I’m reading The Three Lives of James Madison: Genius, Partisan, President, by Noah Feldman, which takes a deep dive into Madison’s role in creating the Constitution, the tall task in getting it ratified, then figuring out how to take that plan and put it into governing practice. The process was messy, contentious and in great danger of failing to provide a stable replacement for the Articles of Confederation.
Some may find this surprising, but there was also a legitimate and prescient fear of overheated political passions and divisions poisoning the system. Now, 230-plus years later, we are still wrestling with that problem and one of its many unseemly manifestations: voter suppression.
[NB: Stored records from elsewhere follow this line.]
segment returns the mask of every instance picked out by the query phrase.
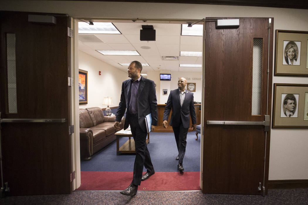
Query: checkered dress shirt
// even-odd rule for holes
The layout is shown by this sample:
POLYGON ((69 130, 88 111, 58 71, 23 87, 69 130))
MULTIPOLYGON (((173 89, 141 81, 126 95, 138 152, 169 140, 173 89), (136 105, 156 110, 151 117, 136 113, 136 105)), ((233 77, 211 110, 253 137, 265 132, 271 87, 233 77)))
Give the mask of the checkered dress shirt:
POLYGON ((180 99, 181 101, 181 107, 182 107, 182 105, 183 104, 183 102, 184 102, 184 99, 185 98, 186 90, 184 90, 184 92, 182 92, 180 90, 180 88, 179 88, 179 90, 180 90, 180 99))

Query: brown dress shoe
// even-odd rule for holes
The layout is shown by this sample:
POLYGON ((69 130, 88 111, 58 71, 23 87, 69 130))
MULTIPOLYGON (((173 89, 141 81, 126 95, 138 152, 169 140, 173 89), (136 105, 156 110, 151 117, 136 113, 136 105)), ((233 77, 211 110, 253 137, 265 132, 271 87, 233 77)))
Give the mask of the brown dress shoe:
POLYGON ((128 187, 120 193, 126 196, 135 196, 137 194, 138 190, 138 186, 131 184, 128 187))
POLYGON ((142 177, 141 178, 141 180, 144 181, 146 179, 147 179, 151 175, 153 175, 154 174, 155 174, 155 171, 154 170, 153 170, 153 171, 152 172, 148 172, 147 171, 146 173, 142 176, 142 177))

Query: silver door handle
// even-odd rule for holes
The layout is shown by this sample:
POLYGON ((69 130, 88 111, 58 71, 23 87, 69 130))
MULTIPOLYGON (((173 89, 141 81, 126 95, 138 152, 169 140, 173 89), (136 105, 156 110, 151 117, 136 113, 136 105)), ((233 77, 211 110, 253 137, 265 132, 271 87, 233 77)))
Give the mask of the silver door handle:
POLYGON ((264 121, 262 122, 250 121, 221 121, 208 120, 208 125, 264 125, 264 131, 267 132, 270 130, 270 115, 264 115, 264 121))
POLYGON ((0 123, 64 123, 66 119, 1 119, 0 123))

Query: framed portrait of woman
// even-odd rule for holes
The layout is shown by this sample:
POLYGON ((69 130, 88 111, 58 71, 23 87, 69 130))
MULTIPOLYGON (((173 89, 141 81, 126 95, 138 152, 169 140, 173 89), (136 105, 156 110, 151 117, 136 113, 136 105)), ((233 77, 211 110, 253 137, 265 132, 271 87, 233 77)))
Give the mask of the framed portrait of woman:
POLYGON ((276 30, 275 75, 308 76, 308 31, 276 30))

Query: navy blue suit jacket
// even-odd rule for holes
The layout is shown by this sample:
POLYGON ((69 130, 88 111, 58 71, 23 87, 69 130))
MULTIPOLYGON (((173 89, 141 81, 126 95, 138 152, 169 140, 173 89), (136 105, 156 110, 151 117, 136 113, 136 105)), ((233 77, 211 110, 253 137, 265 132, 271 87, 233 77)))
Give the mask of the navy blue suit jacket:
MULTIPOLYGON (((116 112, 116 121, 121 121, 126 108, 128 107, 131 97, 131 84, 130 78, 124 81, 122 83, 121 98, 116 112)), ((150 113, 151 114, 152 117, 152 125, 157 125, 158 113, 154 82, 141 76, 138 88, 137 98, 138 122, 142 130, 146 131, 144 117, 150 113)), ((129 119, 127 119, 127 115, 126 117, 127 119, 124 123, 124 130, 128 127, 129 124, 129 119)))
POLYGON ((168 98, 164 112, 163 120, 168 120, 168 118, 172 108, 172 113, 169 124, 172 127, 179 126, 180 120, 181 119, 183 127, 185 128, 189 128, 190 114, 192 124, 197 123, 196 111, 193 103, 193 94, 186 89, 185 92, 185 98, 181 107, 180 98, 180 90, 178 88, 171 90, 168 98))

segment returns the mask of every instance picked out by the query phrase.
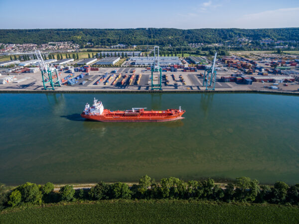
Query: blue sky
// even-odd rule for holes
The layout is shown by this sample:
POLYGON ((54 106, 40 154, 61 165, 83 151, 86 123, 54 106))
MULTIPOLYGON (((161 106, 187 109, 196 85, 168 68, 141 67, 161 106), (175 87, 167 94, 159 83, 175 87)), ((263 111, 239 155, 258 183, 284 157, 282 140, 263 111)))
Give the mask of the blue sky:
POLYGON ((0 0, 0 28, 299 27, 299 0, 0 0))

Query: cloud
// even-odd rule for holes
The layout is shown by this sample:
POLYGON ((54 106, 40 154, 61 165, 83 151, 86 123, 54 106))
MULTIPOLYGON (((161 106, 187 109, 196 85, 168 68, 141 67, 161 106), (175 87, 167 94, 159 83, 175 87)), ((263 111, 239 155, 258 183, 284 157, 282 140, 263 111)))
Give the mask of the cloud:
POLYGON ((202 6, 204 7, 208 7, 211 5, 211 4, 212 4, 212 1, 207 1, 206 2, 203 2, 202 3, 202 6))
POLYGON ((299 7, 285 8, 245 14, 235 23, 244 28, 290 27, 298 27, 299 20, 299 7))
POLYGON ((206 1, 202 3, 199 6, 198 10, 201 12, 205 12, 208 9, 211 8, 215 8, 218 7, 220 7, 222 5, 222 4, 215 4, 213 3, 211 0, 206 1))

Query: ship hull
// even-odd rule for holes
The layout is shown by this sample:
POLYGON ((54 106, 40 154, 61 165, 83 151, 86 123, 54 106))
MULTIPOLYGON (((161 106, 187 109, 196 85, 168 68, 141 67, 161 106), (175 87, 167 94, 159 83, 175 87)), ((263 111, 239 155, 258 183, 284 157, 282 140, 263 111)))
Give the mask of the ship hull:
POLYGON ((180 115, 169 116, 166 117, 118 117, 118 118, 105 118, 103 116, 86 115, 81 114, 81 116, 86 119, 100 122, 165 122, 172 120, 183 119, 180 115))

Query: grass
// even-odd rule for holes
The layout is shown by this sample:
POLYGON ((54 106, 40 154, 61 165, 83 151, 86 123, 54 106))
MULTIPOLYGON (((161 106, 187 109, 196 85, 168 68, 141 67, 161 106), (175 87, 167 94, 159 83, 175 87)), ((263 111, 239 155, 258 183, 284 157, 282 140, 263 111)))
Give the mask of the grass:
POLYGON ((298 223, 297 207, 188 201, 112 201, 2 212, 1 223, 298 223))

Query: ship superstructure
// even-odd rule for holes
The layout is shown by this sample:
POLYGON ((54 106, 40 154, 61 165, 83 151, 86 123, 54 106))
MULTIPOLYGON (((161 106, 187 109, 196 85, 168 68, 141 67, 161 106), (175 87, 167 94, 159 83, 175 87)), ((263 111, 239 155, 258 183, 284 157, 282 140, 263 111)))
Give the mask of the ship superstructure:
POLYGON ((85 105, 81 116, 86 119, 102 122, 161 122, 182 119, 185 111, 167 109, 165 111, 145 111, 146 108, 134 108, 126 111, 111 111, 104 109, 101 101, 94 99, 90 107, 85 105))

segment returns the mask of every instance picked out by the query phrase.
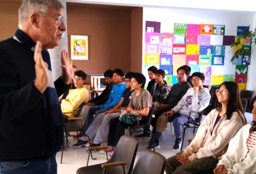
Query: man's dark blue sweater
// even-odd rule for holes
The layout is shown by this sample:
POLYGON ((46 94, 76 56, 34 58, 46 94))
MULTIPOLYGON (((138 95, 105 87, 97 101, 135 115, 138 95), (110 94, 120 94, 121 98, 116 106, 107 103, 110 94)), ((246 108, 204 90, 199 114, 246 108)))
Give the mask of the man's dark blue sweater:
MULTIPOLYGON (((58 96, 69 86, 60 78, 54 83, 51 79, 43 94, 38 90, 33 82, 35 45, 19 29, 14 38, 0 42, 0 161, 46 159, 63 143, 58 96)), ((48 53, 42 55, 51 75, 48 53)))

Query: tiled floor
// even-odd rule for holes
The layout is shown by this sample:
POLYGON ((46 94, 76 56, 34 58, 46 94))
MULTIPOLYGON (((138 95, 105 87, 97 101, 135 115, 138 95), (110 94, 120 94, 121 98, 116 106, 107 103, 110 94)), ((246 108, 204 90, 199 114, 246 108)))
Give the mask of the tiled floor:
MULTIPOLYGON (((251 123, 252 121, 252 114, 246 113, 246 117, 247 122, 251 123)), ((203 119, 204 117, 203 117, 203 119)), ((156 149, 156 151, 160 153, 166 158, 172 156, 176 153, 179 152, 172 150, 174 144, 175 136, 171 131, 170 125, 168 124, 167 128, 163 133, 163 136, 160 139, 160 148, 156 149)), ((185 140, 193 138, 193 129, 188 129, 186 131, 185 140)), ((70 143, 72 145, 76 142, 76 139, 73 139, 72 137, 69 137, 70 143)), ((141 140, 139 141, 139 147, 137 154, 137 158, 139 156, 140 153, 145 150, 148 146, 149 139, 141 140)), ((103 141, 102 145, 106 145, 106 142, 103 141)), ((185 147, 187 146, 186 141, 185 141, 185 147)), ((66 150, 65 150, 63 154, 63 163, 60 164, 61 152, 57 153, 57 161, 58 163, 58 174, 75 174, 76 171, 79 167, 86 166, 88 153, 86 151, 86 148, 74 148, 70 146, 66 150)), ((93 157, 97 158, 96 160, 90 159, 89 165, 94 164, 101 163, 106 161, 106 155, 100 153, 100 152, 96 152, 93 153, 93 157)), ((136 163, 136 161, 135 161, 136 163)))

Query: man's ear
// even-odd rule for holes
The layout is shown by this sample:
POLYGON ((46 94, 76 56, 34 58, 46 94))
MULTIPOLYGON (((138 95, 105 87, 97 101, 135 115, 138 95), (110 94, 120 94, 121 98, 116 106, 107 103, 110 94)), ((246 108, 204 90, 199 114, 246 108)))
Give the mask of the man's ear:
POLYGON ((32 26, 35 26, 36 28, 39 28, 39 15, 36 13, 32 13, 30 15, 30 22, 32 26))

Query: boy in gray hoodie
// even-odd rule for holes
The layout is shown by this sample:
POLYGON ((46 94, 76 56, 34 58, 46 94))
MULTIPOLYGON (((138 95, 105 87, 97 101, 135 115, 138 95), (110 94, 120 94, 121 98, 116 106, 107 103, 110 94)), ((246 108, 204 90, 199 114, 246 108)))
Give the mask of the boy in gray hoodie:
MULTIPOLYGON (((162 124, 157 124, 160 126, 156 127, 156 135, 159 134, 159 137, 164 130, 167 121, 172 122, 176 136, 175 145, 173 150, 180 148, 181 142, 181 132, 182 125, 186 123, 190 115, 190 111, 202 111, 206 108, 209 104, 211 96, 208 89, 203 86, 204 82, 204 75, 201 72, 194 72, 191 76, 191 82, 193 88, 190 88, 181 100, 171 110, 163 113, 157 120, 157 122, 163 122, 162 124)), ((192 113, 190 115, 190 120, 194 120, 198 116, 197 113, 192 113)))

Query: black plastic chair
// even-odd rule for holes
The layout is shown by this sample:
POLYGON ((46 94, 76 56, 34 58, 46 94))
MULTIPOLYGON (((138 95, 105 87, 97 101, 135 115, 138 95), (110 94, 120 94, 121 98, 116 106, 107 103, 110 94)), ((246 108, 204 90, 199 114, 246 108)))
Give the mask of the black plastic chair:
POLYGON ((240 91, 240 98, 246 98, 247 100, 247 105, 245 111, 247 113, 251 113, 252 110, 252 107, 251 104, 252 104, 252 100, 253 98, 253 95, 254 94, 254 91, 250 90, 241 90, 240 91))
MULTIPOLYGON (((132 134, 135 132, 142 132, 142 133, 148 133, 149 132, 151 137, 154 137, 154 133, 148 128, 150 126, 150 122, 151 120, 152 119, 153 116, 153 107, 151 107, 150 109, 149 110, 149 113, 148 116, 147 116, 147 122, 144 124, 139 124, 139 121, 136 121, 136 123, 135 126, 130 126, 128 127, 130 131, 130 135, 131 136, 132 134), (143 128, 143 130, 137 130, 139 128, 143 128)), ((154 139, 153 138, 153 143, 154 144, 154 139)), ((154 147, 154 151, 155 151, 155 147, 154 147)))
POLYGON ((246 108, 247 107, 248 100, 247 98, 241 98, 241 102, 242 102, 242 104, 243 105, 243 114, 245 114, 245 111, 246 110, 246 108))
POLYGON ((146 150, 141 152, 131 174, 163 174, 166 162, 162 154, 146 150))
POLYGON ((138 140, 135 138, 126 135, 123 135, 109 161, 105 163, 79 168, 76 174, 130 174, 133 167, 138 144, 138 140), (122 166, 116 166, 117 162, 122 166))
MULTIPOLYGON (((83 132, 83 134, 86 136, 83 132, 83 130, 87 125, 88 116, 90 108, 90 107, 87 105, 86 103, 83 103, 81 105, 81 109, 77 115, 75 115, 75 114, 72 112, 63 113, 64 115, 66 113, 74 114, 74 117, 69 117, 67 119, 67 120, 65 120, 65 141, 66 147, 69 146, 68 136, 73 136, 70 134, 69 132, 76 132, 77 139, 78 139, 78 132, 83 132)), ((60 163, 62 163, 64 147, 65 146, 63 145, 62 147, 60 163)))
POLYGON ((203 115, 204 114, 204 110, 203 110, 202 111, 191 111, 189 112, 190 116, 188 117, 188 121, 186 123, 183 125, 183 126, 184 126, 185 127, 184 128, 183 130, 181 147, 180 147, 180 152, 182 152, 182 151, 183 142, 184 141, 184 137, 185 137, 185 134, 186 133, 186 130, 187 128, 193 128, 194 129, 193 130, 193 133, 194 133, 196 128, 198 128, 201 125, 202 117, 203 117, 203 115), (198 116, 194 120, 190 121, 190 115, 192 113, 198 113, 198 116), (193 126, 191 126, 191 125, 192 125, 193 126))

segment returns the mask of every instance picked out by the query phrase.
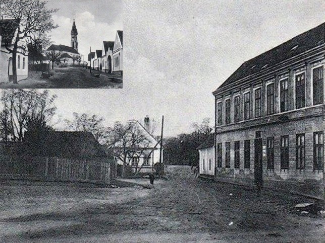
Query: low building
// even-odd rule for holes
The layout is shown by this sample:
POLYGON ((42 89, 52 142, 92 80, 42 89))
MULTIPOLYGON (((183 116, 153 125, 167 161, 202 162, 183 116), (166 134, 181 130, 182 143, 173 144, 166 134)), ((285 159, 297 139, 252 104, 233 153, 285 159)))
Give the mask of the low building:
POLYGON ((116 32, 114 47, 112 53, 113 59, 113 73, 122 75, 123 74, 123 32, 116 32))
MULTIPOLYGON (((14 40, 18 34, 18 23, 15 20, 0 21, 0 83, 13 82, 13 54, 14 40), (9 49, 9 50, 8 50, 9 49)), ((28 52, 18 48, 16 54, 17 80, 28 77, 28 52)))
POLYGON ((210 134, 204 142, 197 147, 199 155, 199 174, 214 176, 214 134, 210 134))
POLYGON ((245 62, 213 92, 216 179, 323 197, 324 34, 245 62))
POLYGON ((102 71, 111 73, 113 69, 112 56, 114 48, 114 41, 103 41, 101 51, 102 71))

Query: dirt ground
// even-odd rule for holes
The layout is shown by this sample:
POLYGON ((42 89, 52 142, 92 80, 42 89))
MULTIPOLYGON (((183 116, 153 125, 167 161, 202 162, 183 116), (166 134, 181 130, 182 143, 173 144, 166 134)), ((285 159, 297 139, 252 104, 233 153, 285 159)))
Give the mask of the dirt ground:
POLYGON ((170 167, 167 179, 115 187, 9 181, 0 184, 2 242, 324 242, 325 220, 291 212, 313 200, 195 179, 170 167))
MULTIPOLYGON (((28 78, 17 85, 0 84, 1 89, 112 89, 122 88, 121 77, 100 73, 100 77, 91 75, 89 69, 82 67, 55 67, 48 78, 40 77, 41 72, 30 72, 28 78)), ((99 73, 92 70, 92 74, 99 73)))

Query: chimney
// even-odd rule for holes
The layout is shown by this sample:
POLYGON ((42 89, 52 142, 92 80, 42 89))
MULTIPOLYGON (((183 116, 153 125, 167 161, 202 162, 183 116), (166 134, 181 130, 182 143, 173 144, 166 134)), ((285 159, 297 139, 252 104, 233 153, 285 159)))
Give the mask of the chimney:
POLYGON ((148 132, 150 132, 150 119, 148 115, 144 118, 144 128, 148 132))

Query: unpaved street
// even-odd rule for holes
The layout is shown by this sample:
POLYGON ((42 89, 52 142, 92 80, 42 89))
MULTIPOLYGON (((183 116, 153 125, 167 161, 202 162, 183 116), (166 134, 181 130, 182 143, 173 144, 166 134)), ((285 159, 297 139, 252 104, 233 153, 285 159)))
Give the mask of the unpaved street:
MULTIPOLYGON (((92 74, 100 73, 92 70, 92 74)), ((82 67, 55 67, 50 72, 53 75, 48 78, 40 77, 41 72, 30 72, 27 79, 18 85, 0 84, 0 88, 17 89, 114 89, 122 88, 122 77, 113 74, 101 74, 100 77, 91 75, 89 69, 82 67)))
MULTIPOLYGON (((172 167, 168 172, 168 179, 155 181, 151 190, 133 184, 109 188, 4 182, 0 239, 323 242, 323 218, 290 212, 310 199, 263 191, 259 200, 249 189, 196 179, 188 167, 172 167)), ((130 181, 137 180, 146 183, 130 181)))

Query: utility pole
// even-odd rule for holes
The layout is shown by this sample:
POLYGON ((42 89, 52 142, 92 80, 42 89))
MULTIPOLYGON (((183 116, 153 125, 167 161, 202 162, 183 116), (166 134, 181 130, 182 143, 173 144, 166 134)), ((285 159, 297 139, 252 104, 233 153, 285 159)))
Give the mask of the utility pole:
POLYGON ((159 154, 159 163, 161 163, 161 157, 162 155, 162 135, 164 134, 164 116, 162 116, 162 119, 161 120, 161 136, 160 137, 160 150, 159 154))
POLYGON ((89 51, 90 51, 90 61, 89 62, 90 63, 90 65, 89 66, 89 70, 90 71, 90 73, 91 73, 91 47, 89 46, 89 51))

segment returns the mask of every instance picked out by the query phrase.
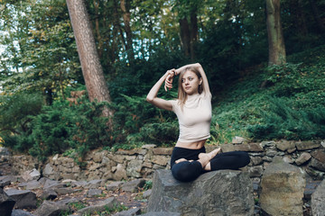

The core idea behind voter suppression is a deeply undemocratic one: the need to win versus truly representing the interests of all constituents. Suppression is an easy work around when a party’s ideas are out of step with the majority citizens to be represented. If one can’t win with ideas, the next best thing is to make it much harder for those who don’t agree with those ideas to cast a ballot.
The irony in the current political pogroms going on in various states is the warped idea that in order to safeguard a democratic republic, make it more undemocratic. What keeps getting forgotten, though, is that good government is the function of representing the interests of the majority of its citizens, not the narrow interests of a one party or ideology.
I’m Andrew Nelson and that’s my Perspective.